You can see which engine a table is using with
show create table users;
You can change the db engine for a table with alter table:
alter table users engine="InnoDB";
1. the example: Just to make sure that (or check if) the session does not commit the changes, it is enough to call expunge_all on the session object. This will most probably prove that the changes are not actually committed:
....
print '\nAfter:'
get_session().expunge_all()
list_users()
2. mysql: As you already mentioned, the sqlite example might not reflect what you actually see when using mysql. As documented in sqlalchemy - MySQL - Storage Engines, the most likely reason for your problem is the usage of non-transactional storage engines (like MyISAM), which results in an autocommit mode of execution.
3. session scope: Although having one global session sounds like a quest for a problem, using new session for every tiny little request is also not a great idea. You should think of a session as a transaction/unit-of-work. I find the usage of the contextual sessions the best of two worlds, where you do not have to pass the session object in the hierarchy of method calls, and at the same time you are given a pretty good safety in the multi-threaded environment.
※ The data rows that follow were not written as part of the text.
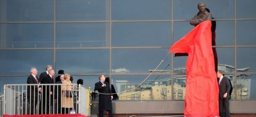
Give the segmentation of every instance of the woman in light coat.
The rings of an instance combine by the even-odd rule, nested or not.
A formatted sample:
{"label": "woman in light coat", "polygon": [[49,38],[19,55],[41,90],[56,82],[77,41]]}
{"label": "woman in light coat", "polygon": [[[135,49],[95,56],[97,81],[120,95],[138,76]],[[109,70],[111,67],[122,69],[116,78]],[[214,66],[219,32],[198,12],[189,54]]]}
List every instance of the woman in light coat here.
{"label": "woman in light coat", "polygon": [[[62,85],[61,90],[62,91],[62,94],[61,96],[62,98],[62,114],[68,114],[70,110],[74,108],[73,104],[73,86],[71,85],[71,83],[70,80],[70,75],[68,74],[66,74],[64,75],[64,82],[62,82],[62,84],[70,84],[70,85]],[[66,95],[66,91],[69,91],[71,92],[72,97],[68,97],[68,95]]]}

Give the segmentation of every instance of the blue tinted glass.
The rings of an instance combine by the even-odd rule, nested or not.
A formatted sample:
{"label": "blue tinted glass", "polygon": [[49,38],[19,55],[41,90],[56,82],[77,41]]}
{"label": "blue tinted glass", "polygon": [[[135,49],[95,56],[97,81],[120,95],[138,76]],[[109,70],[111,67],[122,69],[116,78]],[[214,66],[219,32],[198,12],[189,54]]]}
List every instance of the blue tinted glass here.
{"label": "blue tinted glass", "polygon": [[170,20],[171,0],[113,0],[114,20]]}
{"label": "blue tinted glass", "polygon": [[235,23],[234,21],[216,22],[216,45],[235,44]]}
{"label": "blue tinted glass", "polygon": [[53,63],[52,50],[1,50],[0,55],[0,75],[29,75],[31,67],[39,74]]}
{"label": "blue tinted glass", "polygon": [[[202,1],[174,0],[174,18],[190,20],[198,12],[197,4]],[[233,19],[235,17],[235,1],[205,0],[206,7],[215,19]],[[221,3],[221,4],[220,4]]]}
{"label": "blue tinted glass", "polygon": [[229,48],[217,48],[218,68],[225,72],[234,72],[235,50]]}
{"label": "blue tinted glass", "polygon": [[115,23],[112,46],[165,46],[171,45],[171,22]]}
{"label": "blue tinted glass", "polygon": [[256,48],[237,49],[237,68],[244,71],[256,71]]}
{"label": "blue tinted glass", "polygon": [[107,47],[109,46],[108,23],[58,23],[57,47]]}
{"label": "blue tinted glass", "polygon": [[193,28],[189,22],[174,22],[173,26],[173,42],[175,43],[188,33]]}
{"label": "blue tinted glass", "polygon": [[[113,75],[113,84],[119,100],[165,100],[171,99],[170,75]],[[138,87],[137,88],[135,88]]]}
{"label": "blue tinted glass", "polygon": [[109,19],[109,1],[57,0],[57,21]]}
{"label": "blue tinted glass", "polygon": [[0,24],[0,48],[53,47],[52,24]]}
{"label": "blue tinted glass", "polygon": [[237,100],[256,100],[255,77],[256,75],[255,74],[241,74],[237,76],[236,85],[236,98]]}
{"label": "blue tinted glass", "polygon": [[237,44],[256,44],[256,20],[237,22]]}
{"label": "blue tinted glass", "polygon": [[[113,73],[150,73],[168,53],[169,49],[113,49]],[[163,70],[171,64],[171,55],[167,56],[157,70]],[[171,65],[166,70],[170,70]]]}
{"label": "blue tinted glass", "polygon": [[[28,73],[29,73],[30,69],[28,69]],[[26,84],[27,78],[29,76],[26,77],[0,77],[0,95],[4,94],[4,85],[6,84]],[[22,88],[20,87],[20,90],[22,90]],[[23,87],[23,89],[26,89],[26,87]]]}
{"label": "blue tinted glass", "polygon": [[52,0],[1,0],[0,21],[53,21]]}
{"label": "blue tinted glass", "polygon": [[56,68],[74,75],[108,73],[108,49],[60,50],[56,52]]}
{"label": "blue tinted glass", "polygon": [[256,18],[256,1],[237,1],[237,18]]}

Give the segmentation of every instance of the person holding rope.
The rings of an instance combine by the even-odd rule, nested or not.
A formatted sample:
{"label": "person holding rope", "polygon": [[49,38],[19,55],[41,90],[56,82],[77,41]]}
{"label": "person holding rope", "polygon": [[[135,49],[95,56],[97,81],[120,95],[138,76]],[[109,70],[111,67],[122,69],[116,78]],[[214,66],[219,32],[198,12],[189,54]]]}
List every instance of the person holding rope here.
{"label": "person holding rope", "polygon": [[100,81],[95,84],[94,91],[98,91],[99,93],[99,117],[103,117],[104,110],[108,111],[109,117],[113,117],[112,113],[112,99],[113,95],[109,84],[105,82],[105,76],[100,75],[99,76]]}

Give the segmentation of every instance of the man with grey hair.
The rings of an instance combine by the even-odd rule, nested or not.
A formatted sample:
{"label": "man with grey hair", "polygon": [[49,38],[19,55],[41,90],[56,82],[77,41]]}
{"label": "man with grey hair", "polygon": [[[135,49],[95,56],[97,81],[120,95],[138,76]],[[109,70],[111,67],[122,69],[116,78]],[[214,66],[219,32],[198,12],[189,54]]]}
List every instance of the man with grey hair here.
{"label": "man with grey hair", "polygon": [[38,88],[37,86],[39,84],[39,79],[36,76],[37,75],[37,69],[34,67],[31,68],[30,75],[28,76],[27,79],[27,83],[28,84],[35,84],[35,85],[28,86],[27,88],[27,98],[29,104],[28,114],[34,114],[37,104],[38,93],[41,92],[41,88]]}
{"label": "man with grey hair", "polygon": [[42,73],[39,76],[39,81],[41,83],[42,80],[44,79],[44,78],[47,77],[47,75],[49,74],[49,70],[51,69],[52,69],[51,65],[47,65],[45,67],[45,71]]}
{"label": "man with grey hair", "polygon": [[[55,71],[53,69],[48,70],[49,74],[42,79],[41,84],[54,84],[53,76]],[[39,114],[49,114],[51,113],[51,106],[53,104],[53,86],[44,85],[42,86],[42,95],[39,107]],[[43,106],[41,105],[43,104]]]}
{"label": "man with grey hair", "polygon": [[196,26],[204,21],[212,20],[212,14],[205,10],[205,7],[206,6],[204,3],[198,3],[197,4],[197,8],[198,9],[199,12],[190,21],[190,25]]}

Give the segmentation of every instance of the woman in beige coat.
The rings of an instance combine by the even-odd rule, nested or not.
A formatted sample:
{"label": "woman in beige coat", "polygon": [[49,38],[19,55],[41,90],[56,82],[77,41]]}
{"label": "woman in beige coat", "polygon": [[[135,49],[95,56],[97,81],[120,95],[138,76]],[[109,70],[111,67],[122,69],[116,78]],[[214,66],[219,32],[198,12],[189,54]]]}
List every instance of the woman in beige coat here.
{"label": "woman in beige coat", "polygon": [[[74,108],[73,104],[73,86],[71,85],[71,83],[70,80],[70,75],[68,74],[66,74],[64,75],[64,82],[62,82],[62,84],[70,84],[70,85],[62,85],[61,90],[62,91],[62,94],[61,96],[62,98],[62,114],[68,114],[70,110]],[[66,91],[69,91],[71,93],[72,97],[68,97],[68,95],[66,95]]]}

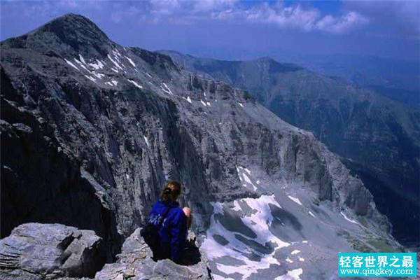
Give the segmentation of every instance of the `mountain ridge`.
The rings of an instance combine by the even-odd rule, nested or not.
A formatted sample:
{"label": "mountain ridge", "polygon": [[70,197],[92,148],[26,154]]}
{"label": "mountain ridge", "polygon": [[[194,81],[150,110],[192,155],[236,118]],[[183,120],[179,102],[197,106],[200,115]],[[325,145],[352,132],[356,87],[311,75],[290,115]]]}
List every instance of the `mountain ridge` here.
{"label": "mountain ridge", "polygon": [[[277,73],[261,68],[255,60],[221,63],[218,59],[183,57],[180,52],[163,52],[189,71],[248,90],[281,118],[314,132],[342,156],[354,174],[365,180],[381,210],[397,225],[396,232],[400,238],[407,234],[407,223],[420,222],[417,108],[304,68]],[[410,206],[402,211],[399,206],[389,206],[396,195],[399,200],[396,205]],[[410,234],[420,241],[420,232]]]}
{"label": "mountain ridge", "polygon": [[[337,156],[246,92],[167,55],[66,40],[1,42],[2,237],[28,222],[91,230],[112,262],[174,179],[220,277],[333,277],[331,249],[403,249]],[[298,247],[308,261],[284,261]]]}

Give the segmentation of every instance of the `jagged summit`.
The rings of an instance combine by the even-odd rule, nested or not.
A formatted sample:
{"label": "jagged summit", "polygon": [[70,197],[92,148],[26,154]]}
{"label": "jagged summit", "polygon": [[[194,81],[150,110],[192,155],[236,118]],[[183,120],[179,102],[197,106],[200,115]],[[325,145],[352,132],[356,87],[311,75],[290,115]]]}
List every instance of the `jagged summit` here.
{"label": "jagged summit", "polygon": [[85,41],[109,40],[93,22],[80,15],[68,13],[57,18],[37,28],[27,34],[36,34],[44,32],[52,32],[64,41]]}
{"label": "jagged summit", "polygon": [[73,13],[54,19],[22,36],[1,42],[2,48],[35,49],[50,56],[74,52],[106,55],[112,42],[88,18]]}

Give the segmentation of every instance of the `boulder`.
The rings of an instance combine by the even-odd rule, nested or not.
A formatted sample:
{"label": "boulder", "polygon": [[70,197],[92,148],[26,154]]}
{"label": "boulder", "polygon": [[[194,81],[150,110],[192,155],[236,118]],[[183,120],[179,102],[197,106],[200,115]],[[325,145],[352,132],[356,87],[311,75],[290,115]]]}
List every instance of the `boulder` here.
{"label": "boulder", "polygon": [[0,279],[93,277],[105,262],[102,238],[60,224],[25,223],[0,240]]}
{"label": "boulder", "polygon": [[152,260],[153,253],[140,236],[140,228],[128,237],[117,262],[106,264],[96,274],[96,279],[211,279],[208,260],[189,234],[190,246],[186,248],[186,262],[180,265],[170,260]]}

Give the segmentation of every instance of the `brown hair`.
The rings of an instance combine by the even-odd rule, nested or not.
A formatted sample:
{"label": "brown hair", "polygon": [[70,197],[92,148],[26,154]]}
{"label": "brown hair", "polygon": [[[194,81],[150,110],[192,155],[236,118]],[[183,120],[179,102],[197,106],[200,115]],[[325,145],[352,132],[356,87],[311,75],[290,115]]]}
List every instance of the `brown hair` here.
{"label": "brown hair", "polygon": [[170,181],[162,191],[160,198],[164,202],[171,202],[176,200],[180,193],[181,183],[176,181]]}

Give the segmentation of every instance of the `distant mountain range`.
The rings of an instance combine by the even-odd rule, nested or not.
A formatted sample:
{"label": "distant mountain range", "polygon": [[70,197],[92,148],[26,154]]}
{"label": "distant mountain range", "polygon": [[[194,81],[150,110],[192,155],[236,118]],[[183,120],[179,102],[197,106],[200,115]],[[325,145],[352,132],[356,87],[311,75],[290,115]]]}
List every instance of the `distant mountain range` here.
{"label": "distant mountain range", "polygon": [[420,109],[270,57],[223,61],[160,52],[188,71],[248,90],[281,119],[312,132],[362,178],[394,234],[417,246]]}
{"label": "distant mountain range", "polygon": [[340,77],[410,106],[420,104],[420,62],[349,55],[279,55],[315,72]]}

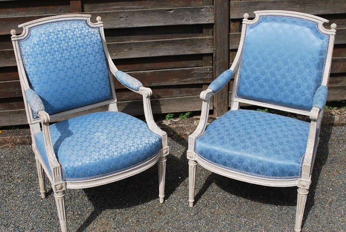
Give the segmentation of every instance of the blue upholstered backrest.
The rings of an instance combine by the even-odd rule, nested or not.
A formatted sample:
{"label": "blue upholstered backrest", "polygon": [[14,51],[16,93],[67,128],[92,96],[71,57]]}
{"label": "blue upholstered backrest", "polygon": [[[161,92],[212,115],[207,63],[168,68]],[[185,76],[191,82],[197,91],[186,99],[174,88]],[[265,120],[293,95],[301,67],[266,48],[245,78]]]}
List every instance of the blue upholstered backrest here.
{"label": "blue upholstered backrest", "polygon": [[48,114],[113,98],[99,27],[84,19],[44,23],[18,42],[29,85]]}
{"label": "blue upholstered backrest", "polygon": [[246,30],[235,97],[311,110],[329,35],[317,23],[286,16],[261,16]]}

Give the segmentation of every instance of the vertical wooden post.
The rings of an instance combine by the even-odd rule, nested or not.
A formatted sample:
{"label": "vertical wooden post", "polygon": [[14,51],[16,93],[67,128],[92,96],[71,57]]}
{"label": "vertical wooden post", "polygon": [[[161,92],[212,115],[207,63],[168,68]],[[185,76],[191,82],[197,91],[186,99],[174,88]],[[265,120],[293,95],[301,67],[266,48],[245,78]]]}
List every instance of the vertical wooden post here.
{"label": "vertical wooden post", "polygon": [[71,0],[70,5],[72,13],[81,13],[82,12],[81,0]]}
{"label": "vertical wooden post", "polygon": [[[214,56],[215,79],[228,69],[229,62],[229,0],[214,1]],[[228,110],[228,85],[214,96],[214,114],[218,117]]]}

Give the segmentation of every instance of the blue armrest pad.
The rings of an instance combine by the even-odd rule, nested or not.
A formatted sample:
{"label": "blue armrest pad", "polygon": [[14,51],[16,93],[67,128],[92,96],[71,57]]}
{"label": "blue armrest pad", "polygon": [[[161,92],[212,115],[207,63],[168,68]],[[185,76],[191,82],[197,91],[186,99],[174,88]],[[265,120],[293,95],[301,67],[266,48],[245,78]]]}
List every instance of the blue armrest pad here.
{"label": "blue armrest pad", "polygon": [[313,96],[312,100],[312,107],[318,107],[320,110],[324,108],[327,102],[327,97],[328,96],[328,89],[327,86],[321,85],[317,90]]}
{"label": "blue armrest pad", "polygon": [[42,100],[34,90],[31,89],[26,90],[25,98],[33,112],[35,114],[34,116],[38,117],[38,112],[45,110],[44,105]]}
{"label": "blue armrest pad", "polygon": [[136,92],[139,91],[139,87],[143,86],[139,80],[121,71],[117,71],[115,76],[122,84]]}
{"label": "blue armrest pad", "polygon": [[233,71],[229,69],[226,70],[213,81],[209,85],[208,88],[212,90],[213,93],[214,93],[217,92],[226,85],[232,78],[233,75]]}

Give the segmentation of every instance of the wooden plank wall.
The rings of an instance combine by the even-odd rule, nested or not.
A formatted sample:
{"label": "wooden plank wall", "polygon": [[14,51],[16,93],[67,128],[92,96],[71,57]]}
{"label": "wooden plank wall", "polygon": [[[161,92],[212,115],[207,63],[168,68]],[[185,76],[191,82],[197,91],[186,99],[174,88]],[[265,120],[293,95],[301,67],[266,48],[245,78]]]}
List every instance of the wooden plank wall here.
{"label": "wooden plank wall", "polygon": [[[337,24],[328,100],[346,99],[346,0],[229,1],[0,0],[0,126],[27,123],[10,30],[19,34],[21,23],[76,12],[94,22],[101,17],[115,63],[153,89],[154,113],[200,110],[200,92],[234,59],[243,15],[260,10],[304,12]],[[143,114],[141,96],[114,80],[119,110]],[[215,115],[228,110],[233,84],[214,97]]]}
{"label": "wooden plank wall", "polygon": [[[231,0],[230,4],[229,67],[234,59],[239,45],[242,22],[245,13],[249,19],[255,17],[256,10],[280,10],[307,13],[328,19],[325,24],[330,28],[332,23],[336,24],[336,35],[333,51],[328,100],[346,99],[346,1],[345,0]],[[233,87],[233,80],[230,82],[229,106]]]}
{"label": "wooden plank wall", "polygon": [[[199,94],[213,80],[212,0],[0,1],[0,126],[27,123],[11,29],[81,12],[101,17],[115,64],[152,88],[154,113],[200,110]],[[142,96],[114,79],[119,111],[144,114]]]}

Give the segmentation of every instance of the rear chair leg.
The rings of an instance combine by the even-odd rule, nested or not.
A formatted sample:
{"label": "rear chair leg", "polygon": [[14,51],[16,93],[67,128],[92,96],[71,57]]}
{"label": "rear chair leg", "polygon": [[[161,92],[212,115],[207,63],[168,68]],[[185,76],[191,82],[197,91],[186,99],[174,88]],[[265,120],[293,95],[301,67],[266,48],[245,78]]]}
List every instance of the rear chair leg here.
{"label": "rear chair leg", "polygon": [[301,188],[298,189],[298,197],[297,198],[297,212],[295,215],[295,226],[294,231],[300,232],[301,231],[303,214],[305,208],[305,203],[309,190]]}
{"label": "rear chair leg", "polygon": [[196,169],[197,162],[194,160],[189,161],[189,206],[193,207],[194,201],[194,187],[196,183]]}
{"label": "rear chair leg", "polygon": [[166,156],[160,157],[158,160],[158,196],[160,203],[165,201],[165,176],[166,175]]}
{"label": "rear chair leg", "polygon": [[36,166],[37,168],[38,175],[38,183],[40,186],[40,192],[42,199],[46,198],[46,185],[44,182],[44,170],[38,159],[36,159]]}

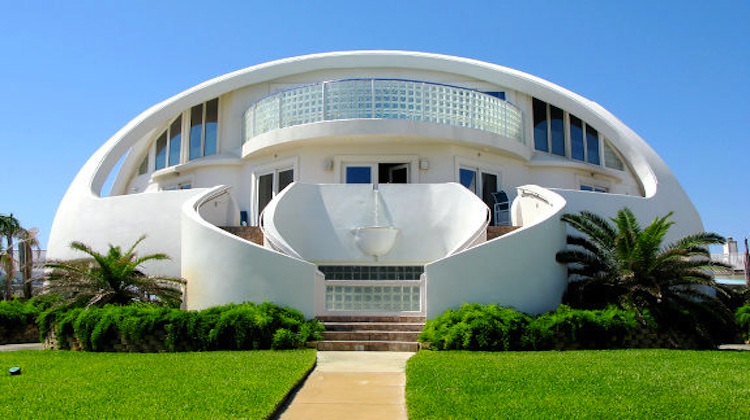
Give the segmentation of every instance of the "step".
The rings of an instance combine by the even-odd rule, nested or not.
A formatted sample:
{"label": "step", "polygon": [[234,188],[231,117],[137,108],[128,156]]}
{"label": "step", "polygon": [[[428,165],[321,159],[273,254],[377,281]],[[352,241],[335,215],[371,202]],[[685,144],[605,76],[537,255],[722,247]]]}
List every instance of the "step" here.
{"label": "step", "polygon": [[324,322],[326,331],[422,331],[424,322]]}
{"label": "step", "polygon": [[328,322],[367,322],[367,323],[374,323],[374,322],[398,322],[398,323],[422,323],[425,322],[425,317],[423,316],[403,316],[403,315],[396,315],[396,316],[388,316],[388,315],[325,315],[325,316],[318,316],[316,319],[322,323],[328,323]]}
{"label": "step", "polygon": [[419,331],[326,331],[326,341],[409,341],[416,342]]}
{"label": "step", "polygon": [[319,316],[323,340],[310,343],[319,351],[408,351],[419,349],[423,316]]}
{"label": "step", "polygon": [[318,341],[318,351],[408,351],[419,350],[419,343],[412,341]]}

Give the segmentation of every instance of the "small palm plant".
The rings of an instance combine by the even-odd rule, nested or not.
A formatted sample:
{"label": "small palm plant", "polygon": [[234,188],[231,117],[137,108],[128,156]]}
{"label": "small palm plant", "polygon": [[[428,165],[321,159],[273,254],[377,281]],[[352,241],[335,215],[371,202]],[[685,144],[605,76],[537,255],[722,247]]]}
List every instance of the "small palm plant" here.
{"label": "small palm plant", "polygon": [[169,259],[166,254],[138,257],[135,248],[145,238],[141,236],[125,252],[119,246],[109,245],[106,254],[96,252],[81,242],[71,243],[71,248],[89,257],[45,264],[50,271],[44,293],[62,295],[68,306],[128,305],[134,302],[179,306],[185,284],[183,279],[148,276],[139,270],[146,261]]}
{"label": "small palm plant", "polygon": [[671,216],[641,228],[628,208],[609,220],[586,211],[563,215],[578,231],[568,235],[569,248],[557,253],[557,261],[568,265],[566,303],[632,309],[641,319],[650,314],[661,327],[703,338],[715,335],[717,327],[732,329],[732,314],[716,297],[722,290],[712,274],[726,265],[711,261],[708,250],[724,238],[701,232],[663,245],[674,225]]}

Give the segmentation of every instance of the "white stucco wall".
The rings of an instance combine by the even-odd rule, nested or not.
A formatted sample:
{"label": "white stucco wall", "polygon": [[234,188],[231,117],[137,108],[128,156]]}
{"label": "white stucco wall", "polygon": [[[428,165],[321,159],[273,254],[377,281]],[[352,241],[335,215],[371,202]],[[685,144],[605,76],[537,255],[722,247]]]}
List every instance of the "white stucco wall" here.
{"label": "white stucco wall", "polygon": [[197,208],[212,194],[182,207],[181,271],[187,280],[187,309],[225,303],[264,301],[315,315],[314,264],[300,261],[231,235],[203,220]]}
{"label": "white stucco wall", "polygon": [[[482,233],[487,209],[459,184],[293,184],[265,212],[269,236],[320,264],[424,264]],[[356,228],[398,229],[377,260],[356,244]]]}
{"label": "white stucco wall", "polygon": [[531,314],[560,304],[567,279],[555,254],[565,246],[565,200],[544,188],[523,188],[544,200],[519,194],[523,228],[425,267],[428,319],[464,302]]}

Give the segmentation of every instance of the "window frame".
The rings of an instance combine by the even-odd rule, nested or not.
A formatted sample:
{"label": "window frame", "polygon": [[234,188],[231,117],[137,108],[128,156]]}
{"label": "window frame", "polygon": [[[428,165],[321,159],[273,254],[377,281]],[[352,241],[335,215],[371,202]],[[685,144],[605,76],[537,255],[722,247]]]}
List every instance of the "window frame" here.
{"label": "window frame", "polygon": [[[252,215],[249,222],[253,226],[258,226],[260,223],[260,214],[263,210],[265,210],[265,207],[268,205],[266,203],[263,208],[260,208],[260,178],[266,175],[272,175],[272,182],[271,182],[271,199],[268,200],[270,203],[271,200],[273,200],[283,189],[279,189],[279,174],[281,172],[285,172],[291,170],[292,171],[292,182],[296,182],[299,180],[299,158],[294,157],[290,159],[281,160],[278,162],[274,162],[271,164],[259,166],[253,171],[252,174],[252,193],[250,194],[251,200],[252,200],[252,211],[250,214]],[[284,188],[286,188],[289,184],[285,185]]]}

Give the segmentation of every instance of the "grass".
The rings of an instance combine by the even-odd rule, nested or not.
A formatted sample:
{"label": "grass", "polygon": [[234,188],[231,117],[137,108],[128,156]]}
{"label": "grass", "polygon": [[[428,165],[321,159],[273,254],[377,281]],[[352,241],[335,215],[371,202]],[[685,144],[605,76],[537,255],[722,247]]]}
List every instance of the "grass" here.
{"label": "grass", "polygon": [[0,353],[0,418],[267,418],[314,363],[314,350]]}
{"label": "grass", "polygon": [[750,352],[422,351],[409,418],[750,418]]}

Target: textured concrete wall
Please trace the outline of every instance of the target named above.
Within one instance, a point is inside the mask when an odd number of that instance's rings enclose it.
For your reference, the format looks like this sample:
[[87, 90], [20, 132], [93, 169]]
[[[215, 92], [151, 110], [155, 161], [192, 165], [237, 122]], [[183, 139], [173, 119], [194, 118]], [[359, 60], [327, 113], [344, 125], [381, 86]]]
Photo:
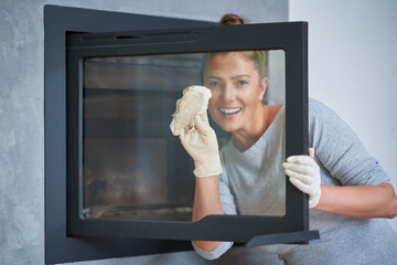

I do use the local session once in a while where I know I do not want to interact with the currently running transaction (session).
Note that the defaults of create_session() are the opposite of that of sessionmaker(): autoflush and expire_on_commit are False, autocommit is True.
global_session is already instantiated when you call modify_ages() and you've already committed to the database. If you re-instantiate global_session after you commit, it should start a new transaction.
My guess is since you've already committed and are re-using the same object, each additional modification is automatically committed.